DUBAI: Palestine’s pavilion at Expo 2020 Dubai is as eye-catching as it is groundbreaking.
The pavilion, situated in a prime location along the main concourse of the Opportunity District, may not have an ornate exterior, but its simple, yet dignified, design stands out easily, especially when one considers Palestine’s geographical size and diplomatic status.
With some of the expo’s biggest pavilions nearby, including those of Saudi Arabia, Morocco and Egypt, the Palestinian pavilion gives off an air of understated grandeur and is close to the Al-Wasl dome, giving it enviable visibility in the Arab world’s first world expo.

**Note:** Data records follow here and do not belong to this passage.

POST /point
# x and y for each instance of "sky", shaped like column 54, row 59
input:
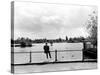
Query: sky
column 51, row 21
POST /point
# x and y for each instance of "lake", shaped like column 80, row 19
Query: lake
column 72, row 52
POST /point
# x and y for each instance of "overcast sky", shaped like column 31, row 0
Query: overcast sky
column 40, row 20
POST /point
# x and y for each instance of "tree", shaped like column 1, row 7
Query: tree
column 92, row 28
column 66, row 38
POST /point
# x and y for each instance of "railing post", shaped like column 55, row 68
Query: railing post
column 55, row 55
column 30, row 58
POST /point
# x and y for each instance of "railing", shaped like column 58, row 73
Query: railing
column 57, row 56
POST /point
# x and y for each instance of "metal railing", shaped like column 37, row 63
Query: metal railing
column 55, row 55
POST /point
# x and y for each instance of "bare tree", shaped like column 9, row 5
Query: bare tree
column 92, row 28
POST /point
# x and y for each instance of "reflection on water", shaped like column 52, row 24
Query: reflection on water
column 56, row 46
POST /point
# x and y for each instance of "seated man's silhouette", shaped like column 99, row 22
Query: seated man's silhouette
column 46, row 50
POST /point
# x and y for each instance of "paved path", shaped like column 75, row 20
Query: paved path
column 55, row 67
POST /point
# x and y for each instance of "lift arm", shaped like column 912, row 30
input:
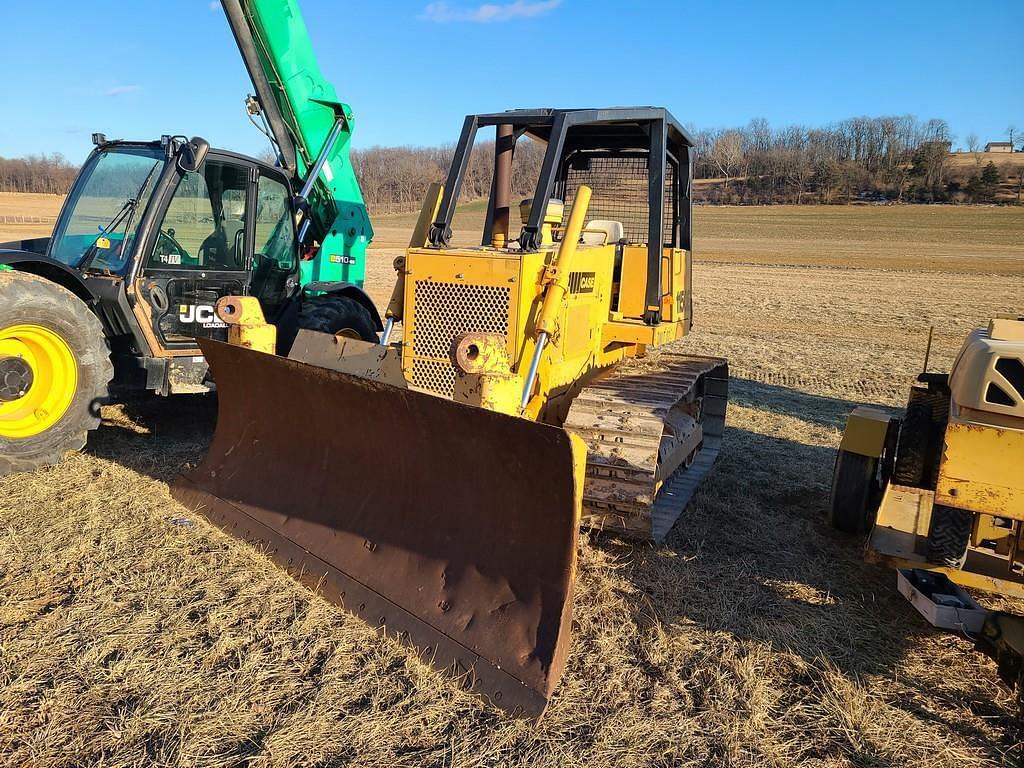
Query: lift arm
column 312, row 129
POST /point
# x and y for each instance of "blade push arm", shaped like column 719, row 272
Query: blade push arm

On entering the pavilion, visitors are transported to an authentic Jerusalem street scene. Most guests experience the pavilion in small, guided groups of about 20 people, who are offered an informative, albeit occasionally crowded, tour of the pavilion’s displays.
Its stone-tiled floors are an immediate focal point. The sand-colored stones are the same that pave the streets of Jerusalem’s Old City and were brought from Palestine to adorn the pavilion.
According to pavilion staff, some visitors remove their shoes and kneel on the stones to be as close as possible to a land considered sacred by many.
Also paying homage to the city’s ancient architecture are modern replicas of its famous archways, floor-to-ceiling photos of the picturesque alleyways that snake through the Old City, and atmospheric audio of the city’s soundscape.
The overall sensation is immersive and hints at the pavilion’s theme — See, Hear, Touch, Smell and Taste — creating an experience of Palestine that employs all five senses.
From the entrance, visitors follow a path lined with the same latticework and mashrabiya designs that call to mind the balconies and doors of houses in Jerusalem.
The back wall features an elevator and a remarkable panoramic image of the city, looking out over the buildings and surrounding landscape.
From here, visitors enter the first exhibit: “See.” A brief video plays, highlighting the natural beauty of rural Palestine, its industry, economy and welcoming culture. The video ends with an exhortation to create a “new perception of Palestine.”
From “See,” visitors move on to “Hear.” To amplify sensory perception, the “Hear” corridor is cast into darkness, with nothing on the walls but a few minimalist light drawings that help identify the sounds emanating from the speakers.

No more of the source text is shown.